- #MACRIUM REFLECT CLONE DRIVE WON T BOOT MAC OS X#
- #MACRIUM REFLECT CLONE DRIVE WON T BOOT INSTALL#
- #MACRIUM REFLECT CLONE DRIVE WON T BOOT DRIVERS#
- #MACRIUM REFLECT CLONE DRIVE WON T BOOT UPDATE#
- #MACRIUM REFLECT CLONE DRIVE WON T BOOT PORTABLE#
I’ve been using Acronis True Image for many years, and it has worked amazingly well for many situations…īUT I have encountered a major issue with Acronis, and from this article it seems like Macrium might have solved that issue I’ve had with Acronis?! If so that would be awesome.Įssentially, whenever I tell told Acronis to copy a SOURCE windows disk, into a LARGER partition space on the DESTINATION DISK (if the destination disk was larger), it would never work properly, and windows would crash!
#MACRIUM REFLECT CLONE DRIVE WON T BOOT INSTALL#
However, it might be possible to boot into “safe mode” and install those drivers.Īn alternative to cloning is to virtualize Computer A’s OS drive and then run it as VM (virtual machine) under a hypervisor, such as VirtualBox, VMware Player, Workstation or Fusion, Microsoft Hyper-V, Parallels or others.

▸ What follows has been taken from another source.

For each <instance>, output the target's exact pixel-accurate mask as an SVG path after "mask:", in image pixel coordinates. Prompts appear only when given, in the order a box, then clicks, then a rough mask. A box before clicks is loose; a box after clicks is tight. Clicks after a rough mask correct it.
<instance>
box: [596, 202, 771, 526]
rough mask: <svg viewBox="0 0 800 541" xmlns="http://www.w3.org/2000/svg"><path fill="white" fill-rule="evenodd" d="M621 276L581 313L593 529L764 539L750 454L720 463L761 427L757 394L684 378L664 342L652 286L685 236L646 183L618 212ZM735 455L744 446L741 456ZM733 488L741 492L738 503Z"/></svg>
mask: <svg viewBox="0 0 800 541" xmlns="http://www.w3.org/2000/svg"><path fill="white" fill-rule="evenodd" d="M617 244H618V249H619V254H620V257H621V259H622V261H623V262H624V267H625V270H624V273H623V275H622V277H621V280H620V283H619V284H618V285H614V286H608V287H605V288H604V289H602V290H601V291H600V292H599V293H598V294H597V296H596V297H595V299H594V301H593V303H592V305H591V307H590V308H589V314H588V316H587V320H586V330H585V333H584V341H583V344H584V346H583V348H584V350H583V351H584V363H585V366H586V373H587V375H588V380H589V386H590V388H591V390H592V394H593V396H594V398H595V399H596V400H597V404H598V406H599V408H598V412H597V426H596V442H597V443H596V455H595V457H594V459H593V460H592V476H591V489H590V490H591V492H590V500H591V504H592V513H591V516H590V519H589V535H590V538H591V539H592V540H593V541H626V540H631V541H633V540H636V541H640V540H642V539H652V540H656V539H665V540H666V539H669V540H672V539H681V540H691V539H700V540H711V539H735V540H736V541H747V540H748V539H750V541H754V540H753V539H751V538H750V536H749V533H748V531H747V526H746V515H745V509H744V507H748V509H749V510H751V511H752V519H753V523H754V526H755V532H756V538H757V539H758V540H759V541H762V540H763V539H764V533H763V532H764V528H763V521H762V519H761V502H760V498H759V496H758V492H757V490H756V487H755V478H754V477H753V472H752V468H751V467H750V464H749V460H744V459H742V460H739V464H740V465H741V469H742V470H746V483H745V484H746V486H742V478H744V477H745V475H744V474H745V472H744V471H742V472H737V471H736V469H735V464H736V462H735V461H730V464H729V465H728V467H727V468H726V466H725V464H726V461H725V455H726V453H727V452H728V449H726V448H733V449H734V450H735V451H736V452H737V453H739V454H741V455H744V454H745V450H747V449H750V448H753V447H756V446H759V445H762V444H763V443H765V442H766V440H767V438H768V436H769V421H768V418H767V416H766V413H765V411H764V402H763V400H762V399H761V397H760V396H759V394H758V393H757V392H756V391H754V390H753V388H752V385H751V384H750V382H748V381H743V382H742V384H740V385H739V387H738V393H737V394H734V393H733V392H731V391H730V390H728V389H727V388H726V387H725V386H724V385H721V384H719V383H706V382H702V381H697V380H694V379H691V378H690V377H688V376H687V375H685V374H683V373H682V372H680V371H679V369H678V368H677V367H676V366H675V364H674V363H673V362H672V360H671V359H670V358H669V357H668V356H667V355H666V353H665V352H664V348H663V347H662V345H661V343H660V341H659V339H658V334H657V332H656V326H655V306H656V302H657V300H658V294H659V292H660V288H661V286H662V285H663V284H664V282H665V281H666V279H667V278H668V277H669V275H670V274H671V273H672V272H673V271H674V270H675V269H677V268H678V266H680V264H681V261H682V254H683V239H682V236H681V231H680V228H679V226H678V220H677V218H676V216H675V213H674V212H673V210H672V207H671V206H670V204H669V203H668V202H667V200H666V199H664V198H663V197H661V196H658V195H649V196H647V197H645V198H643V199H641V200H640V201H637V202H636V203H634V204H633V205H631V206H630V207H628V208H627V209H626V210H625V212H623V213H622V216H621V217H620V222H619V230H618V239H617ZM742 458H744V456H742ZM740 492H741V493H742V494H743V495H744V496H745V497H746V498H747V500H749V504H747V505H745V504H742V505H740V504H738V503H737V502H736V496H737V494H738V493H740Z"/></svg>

#MACRIUM REFLECT CLONE DRIVE WON T BOOT DRIVERS#
I tend to doubt it, as it is likely there would be different hardware drivers needed on Computer B. Perhaps a cloned Linux drive would work as you suggest.
#MACRIUM REFLECT CLONE DRIVE WON T BOOT MAC OS X#
What you ask might work with a Mac OS X boot drive, since OS X is generally agnostic to the computer hardware as long as its Apple. Changing motherboards always triggers an activation call. Unless Computer B is hardware-identical to Computer A (and maybe not even then) what you are suggesting won’t work, because the Windows Activation service looks for significant hardware changes to see whether the OS is activated or not. The simple answer to your question is, “Not if you are using Windows!” A newly cloned Windows OS drive must be the boot drive of the machine it was cloned from. But for simple one off images I find it works perfectly – especially as I separate OS from Software from Personal Data. I wouldn’t say clonezilla is uber user friendly, and you can’t exactly open the image and retrieve individual files (you can but its done via a virtual image and you have to allot the same drive space as the original drive!). If D drive dies, I replace it, and copy back from my externals etc.
#MACRIUM REFLECT CLONE DRIVE WON T BOOT UPDATE#
If C drive dies, or I replace it – I just clonezilla back from the image on d to c (and maybe have to update flash)
#MACRIUM REFLECT CLONE DRIVE WON T BOOT PORTABLE#
All personal data and portable software etc is also backed up. I use Clonezilla to clone c drive to an image on d drive. All personal data and 400+ portable programs are stored on other drives. I do windows updates 6 monthly – and I take a new clone image each time. What I do is my boot c drive contains the OS and about 5 programs installed (Office, PS, Skyrim) (and some other minor stuff like flash, f.lux).